The Patriots are playing in their sixth Super Bowl in 15 seasons, second in four years. New England have lost their last two trips to the championship game, however, and have not won a title since the famous “spygate” scandal in 2007 when it was revealed by the league that the Patriots were caught illegally videotaping opposing teams play calling and signals during games. The Patriots are under scrutiny once again this weekend as an NFL investigation discovered that 11 of the Patriots’ 12 footballs used in their conference championship win over the Indianapolis Colts were under-inflated by two pounds per square inch, giving receivers an easier ability to catch passes.

Whether the Patriots have been playing with an inflated advantage or not, they’ve been rolling their opponents all season long, finishing with the top seed in the AFC with a 12-4 record before edging the Baltimore Ravens 35-31 in the divisional round of the playoffs and blowing out the Colts 45-7 in the conference championship to reach the Super Bowl.

According to NFL.com, quarterback Tom Brady and head coach Bill Belichick have combined for the winningest quarterback-coach combination in NFL history with a .765 win percentage.

This season, Brady led his team to the fourth highest scoring offense in the league, averaging 29.3 points per game, with tight end Rob Gronkowski hauling in 1,124 yards and seven touchdowns, and receivers Julian Edelman and Brandon LaFell each bringing in over 900 yards.

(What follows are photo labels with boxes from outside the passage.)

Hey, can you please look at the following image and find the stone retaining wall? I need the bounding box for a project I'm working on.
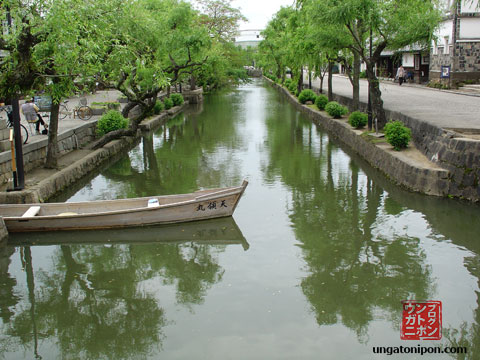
[328,89,480,201]
[0,122,97,183]
[266,79,480,201]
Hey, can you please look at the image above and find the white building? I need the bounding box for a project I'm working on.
[430,0,480,82]
[235,30,263,49]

If there was a kryptonite to an offensive powerhouse, it would be the Seattle Seahawks’ league leading defense. The “Legion of Boom” defensive group has found themselves leading the NFL for the second straight season, allowing the least amount of points at 15.9 points per game. Seattle’s defense has brought in 13 interceptions this season, four of which have come from cornerback Richard Sherman.

Defensive end Michael Bennett has racked up seven sacks.

Seattle’s offense has been no slouch this season either, ranked ninth in the NFL averaging 375.8 yards and 24.6 points per game.

Quarterback Russell Wilson earned Seattle their first Super Bowl victory in team history in his second season in the NFL last year, and running back Marshawn Lynch has been a nice commodity this season with the league’s fourth most rushing yards at 1,306.

After downing the Carolina Panthers 31-17 in the divisional round and pulling out a miracle overtime win over the Green Bay Packers, scoring 21 points in the final 5:21 to earn a 28-21 win in the conference championship, the Seahawks have the opportunity with their never-say-die attitude to become the first team to win back-to-back Super Bowls since the Patriots did so in 2003-2004.

According to VegasInsider.com, Seattle opened as a one-point favorite to win Super Bowl XLIX after the conference championships, with the line moving to New England as a one-point favorite later in the week.

With a game that is just about as close as it gets on paper, I can’t go against the legacy of Tom Brady and what he has accomplished. Brady will become the first quarterback in NFL history to start in six Super Bowls, and with a win, he can be in a three-way tie with the most Super Bowl wins at four. Brady might have lost his last two Super Bowls, but third time’s the charm for him and the Patriots at trying to bring home their fourth Vince Lombardi trophy, as I see them deflating the Seahawks defense and doing their best to quiet the controversy that has overshadowed this matchup for the ages: Patriots 34, Seahawks 21.